It was five years ago this week (geez, time flies), when I was lying on an examining table in a bright white room and my curiosity got the better of me. If I lifted my head off the pillow a couple of inches, and turned to the right, I could just make out the big black void that appeared on the screen of the doctor’s monitor.
“What’s that?” I asked.
“That’s your uterus,” the doctor replied. Only that’s not what I heard. In my head I heard “That’s your big empty useless uterus.”

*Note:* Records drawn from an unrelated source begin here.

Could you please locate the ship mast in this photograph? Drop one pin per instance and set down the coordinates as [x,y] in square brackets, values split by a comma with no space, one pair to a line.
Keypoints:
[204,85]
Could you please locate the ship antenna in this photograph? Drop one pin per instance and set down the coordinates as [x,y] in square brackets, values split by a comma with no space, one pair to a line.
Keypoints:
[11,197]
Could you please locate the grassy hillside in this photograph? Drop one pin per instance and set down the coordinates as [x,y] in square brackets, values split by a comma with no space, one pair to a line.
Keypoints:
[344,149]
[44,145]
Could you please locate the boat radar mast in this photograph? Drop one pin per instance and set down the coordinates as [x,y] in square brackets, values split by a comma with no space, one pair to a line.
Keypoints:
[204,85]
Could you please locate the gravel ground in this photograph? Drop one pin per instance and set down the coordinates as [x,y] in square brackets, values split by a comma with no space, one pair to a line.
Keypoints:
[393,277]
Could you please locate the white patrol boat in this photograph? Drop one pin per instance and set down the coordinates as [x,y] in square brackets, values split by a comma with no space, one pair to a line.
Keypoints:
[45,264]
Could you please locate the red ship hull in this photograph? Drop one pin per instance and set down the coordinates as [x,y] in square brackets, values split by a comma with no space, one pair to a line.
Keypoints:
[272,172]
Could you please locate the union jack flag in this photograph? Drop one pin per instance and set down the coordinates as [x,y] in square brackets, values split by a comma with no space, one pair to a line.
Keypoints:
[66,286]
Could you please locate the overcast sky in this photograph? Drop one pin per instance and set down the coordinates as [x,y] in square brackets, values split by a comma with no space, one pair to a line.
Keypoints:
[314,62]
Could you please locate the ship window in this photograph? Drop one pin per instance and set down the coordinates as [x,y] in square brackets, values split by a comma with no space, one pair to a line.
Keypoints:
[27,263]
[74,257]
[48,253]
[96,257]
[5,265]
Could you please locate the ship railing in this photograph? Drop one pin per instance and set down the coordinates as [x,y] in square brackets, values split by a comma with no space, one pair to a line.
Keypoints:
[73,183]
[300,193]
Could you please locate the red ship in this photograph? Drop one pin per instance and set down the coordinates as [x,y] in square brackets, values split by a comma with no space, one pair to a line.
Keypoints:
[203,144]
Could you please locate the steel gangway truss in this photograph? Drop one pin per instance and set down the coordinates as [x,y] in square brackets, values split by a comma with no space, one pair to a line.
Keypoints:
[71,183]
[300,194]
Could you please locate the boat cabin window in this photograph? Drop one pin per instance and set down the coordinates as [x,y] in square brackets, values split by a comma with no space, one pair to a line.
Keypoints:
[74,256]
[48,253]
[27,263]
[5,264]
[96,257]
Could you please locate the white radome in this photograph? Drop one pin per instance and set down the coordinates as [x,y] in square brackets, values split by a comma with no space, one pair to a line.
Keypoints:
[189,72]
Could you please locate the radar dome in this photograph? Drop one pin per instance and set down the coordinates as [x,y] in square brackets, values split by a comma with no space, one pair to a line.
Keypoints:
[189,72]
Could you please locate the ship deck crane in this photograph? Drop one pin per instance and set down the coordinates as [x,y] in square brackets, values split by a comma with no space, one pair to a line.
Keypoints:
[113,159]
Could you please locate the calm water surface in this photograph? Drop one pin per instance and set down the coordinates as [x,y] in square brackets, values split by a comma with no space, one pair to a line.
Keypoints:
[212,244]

I really thought I was in a good place, that I was okay being the middle-aged childfree woman. I had steeled myself for a waiting room full of pregnant bellies (it was just me—whew!), I had prepared myself to oh-so-casually answer questions about my own pregnancies (none) and family plans (again, none). I was even hopeful that the exam would show the presence of a cyst (indeed, it did), which would explain some painful symptoms I had been experiencing earlier that year, thus giving my doctor the impetus to explore treatment options. All good.
But all the pretty thoughts seeped out of me as I was lying there, prone, and seeing The Void, and thinking the only thing my beautiful uterus was good for now—perhaps was ever good for—was producing freakish growths.
I am happy to report that subsequent surgery removed the benign cyst and I have been (knock on wood) in good health since. I am also happy to report that, over these last five years, I have made more progress on my journey to accepting my life without children.
Sometimes, though, I still feel the invisible scars. They live deep inside me, where they won’t appear on the most technologically advanced scans, and they occasionally twinge. I still feel The Void, the voids, and on those days, the best self-love medicine I can give myself is saying out loud: I’m still here.
Kathleen Guthrie Woods is mostly at peace with her childfree status.